Marla Ridenour of the Akron Beacon-Journal: "It would seem virtually impossible to upstage LeBron James. But Dru Joyce III, the smallest of James’ St. Vincent-St. Mary High School teammates, did just that Tuesday night. As the induction of James, Joyce, Romeo Travis, Sian Cotton and Willie McGee into St. V-M’s athletic hall of fame wound down, Joyce grabbed the microphone and said, 'I've got this from here.' He carried out his ruse a little longer, saying he wanted to talk about somebody he believed in and addressed the 'fellas.' Then he left the stage and walked down the center aisle of chairs toward the audience on the gym floor. 'There's a young lady that I believe in,' Joyce said. 'I believe in her, I believe in her dreams and I believe in our future, hopefully. I believe that she's an awesome mother and I believe in us against the world.' Joyce got down on one knee and proposed to his girlfriend from the University of Akron, Lanae Patton, the mother of their 1-year-old daughter Alivia. The crowd of about 200 burst into loud applause, some catching on to what was happening before Joyce finished. James and the other three came down to surround the couple."
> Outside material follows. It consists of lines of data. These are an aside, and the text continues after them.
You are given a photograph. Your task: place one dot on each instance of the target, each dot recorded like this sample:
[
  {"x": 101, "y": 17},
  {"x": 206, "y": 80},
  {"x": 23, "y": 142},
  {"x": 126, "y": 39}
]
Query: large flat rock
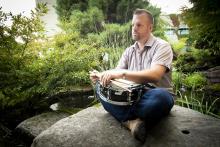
[
  {"x": 95, "y": 127},
  {"x": 30, "y": 128}
]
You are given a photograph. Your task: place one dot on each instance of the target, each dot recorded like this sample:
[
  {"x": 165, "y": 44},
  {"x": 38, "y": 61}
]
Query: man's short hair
[{"x": 143, "y": 11}]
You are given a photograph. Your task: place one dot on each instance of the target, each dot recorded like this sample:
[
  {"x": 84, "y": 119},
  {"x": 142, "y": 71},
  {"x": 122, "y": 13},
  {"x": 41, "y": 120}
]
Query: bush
[
  {"x": 90, "y": 21},
  {"x": 195, "y": 81}
]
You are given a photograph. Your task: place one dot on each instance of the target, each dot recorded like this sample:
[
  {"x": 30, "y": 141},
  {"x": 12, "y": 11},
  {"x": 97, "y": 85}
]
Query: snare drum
[{"x": 120, "y": 92}]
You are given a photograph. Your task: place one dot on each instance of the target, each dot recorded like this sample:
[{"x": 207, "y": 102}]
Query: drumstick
[
  {"x": 113, "y": 82},
  {"x": 119, "y": 85}
]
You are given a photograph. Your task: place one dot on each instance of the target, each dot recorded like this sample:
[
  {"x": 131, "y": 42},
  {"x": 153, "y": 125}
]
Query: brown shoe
[{"x": 140, "y": 132}]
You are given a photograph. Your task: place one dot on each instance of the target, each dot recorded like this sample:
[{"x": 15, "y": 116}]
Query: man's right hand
[{"x": 94, "y": 76}]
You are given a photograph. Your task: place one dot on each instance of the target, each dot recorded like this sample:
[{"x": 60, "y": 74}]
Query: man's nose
[{"x": 134, "y": 28}]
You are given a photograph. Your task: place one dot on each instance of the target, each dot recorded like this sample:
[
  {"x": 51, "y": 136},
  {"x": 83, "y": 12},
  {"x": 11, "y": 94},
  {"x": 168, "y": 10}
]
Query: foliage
[
  {"x": 202, "y": 105},
  {"x": 204, "y": 20},
  {"x": 195, "y": 81},
  {"x": 179, "y": 45},
  {"x": 64, "y": 8},
  {"x": 189, "y": 90},
  {"x": 86, "y": 22},
  {"x": 16, "y": 53},
  {"x": 195, "y": 60}
]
Kevin Ding of the The Orange County Register: "Ron Artest appears determined to finalize a contract to play for the Cheshire Jets when he visits England — although you never know with him — and here’s what he offered Tuesday night via Twitter about his immediate schedule: 'First I have to do my tv show first Then Finland for a week Then right to Uk But when lakers call You already know !!!' Artest had previously tweeted: 'Go Jets!!!!! Uk , here we come!!! Jets are the best!!! Jets are the best!!! New chant!!!!!!!!!' with a photo of a No. 15 jersey. Artest is working with 44 Blue Productions on a reality TV show called 'Last Second Shot,' in which he helps parolees improve their lives via coaching and mental-health treatment."
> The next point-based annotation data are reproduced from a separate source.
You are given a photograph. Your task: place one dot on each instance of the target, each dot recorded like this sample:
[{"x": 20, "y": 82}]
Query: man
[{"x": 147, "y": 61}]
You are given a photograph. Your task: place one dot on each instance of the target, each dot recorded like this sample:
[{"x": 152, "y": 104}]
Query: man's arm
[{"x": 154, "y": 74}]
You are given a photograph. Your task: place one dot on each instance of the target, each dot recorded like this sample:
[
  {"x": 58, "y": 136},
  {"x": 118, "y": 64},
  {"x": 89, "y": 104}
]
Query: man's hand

Ryan Wolstat of the Toronto Sun: "Apparently, Raptors' draft pick Jonas Valanciunas’ 26 point performance in a 94-73 victory over the Czech Republic on Saturday was a Lithuanian national team record for points scored in a senior team debut. Valanciunas was MVP as Lithuania took the gold at the recent FIBA Under-19 world championship, but continued his fine play against more seasoned competition, scoring with a variety of dunks and hook shots. Valanciunas added 11 rebounds and hit all eight of his free throws. 'I was more nervous than usually … (but) there wasn’t a moment that I thought of the statistics, I just went on the court and showed what I can do,' Valanciunas told reporters afterwards. Valanciunas did not play in Lithuania’s first exhibition and there has been some question whether he would see significant minutes at Eurobasket, but it’s hard to see his coach benching Valanciunas both because of how effective he has been this summer and because he has become the most popular player in his country. The EuroBasket will be in Lithuania starting at the end of August."
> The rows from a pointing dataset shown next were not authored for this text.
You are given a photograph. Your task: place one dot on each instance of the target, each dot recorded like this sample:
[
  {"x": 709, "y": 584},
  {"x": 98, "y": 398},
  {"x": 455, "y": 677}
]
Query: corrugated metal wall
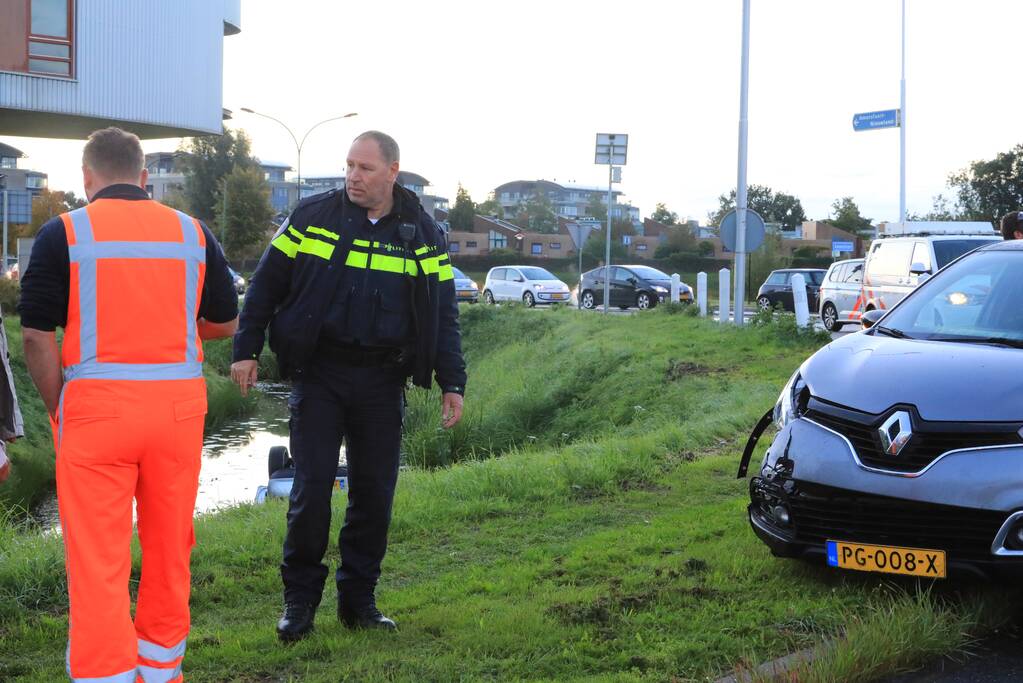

Vince Ellis of the Detroit Free Press: "Although the NBA is locking out its players in a dispute over the next collective bargaining agreement and no personnel actions will happen until it's over, there's always time for analysis. Pistons free agents Tracy McGrady and Tayshaun Prince are among the biggest names on the market. The Miami Herald reported last weekend that the Heat would be interested in either Prince or McGrady. The report says Prince, 31, is among a group of preferred small forwards that includes former Piston Grant Hill and former Birmingham Detroit Country Day standout Shane Battier. Prince has been a Piston since he was drafted out of Kentucky in 2002, but he isn't expected to return to Detroit. The Herald report says McGrady, 32, is among a second tier of wingmen the Heat would consider. He also isn't expected to return to Detroit."
Tim Griffin of the San Antonio Express-News: "Observant NBA fans have noticed that Chris Bosh’s back tattoo was pretty involved during the playoffs last season. The Miami forward is taking advantage of the respite provided by the NBA lockout to add a few more elements to the storyboard that is his torso. Now, Bosh’s tattoo incorporates a tree, an eagle, an animal that appears to be either a tiger or cougar, musical notes, a Zeus-like figure, a woman holding a skull and the Roman Colosseum. The blogs The Basketball Jones and Lost in the Wilderness report it took about 40 hours to finish this amalgamation. The work apparently was so involved and time consuming that Bosh brought 10 videos from home to watch while the work was taking place. And apparently, there will be additional elements added to Bosh’s work over the next few weeks. We can only imagine what will be next."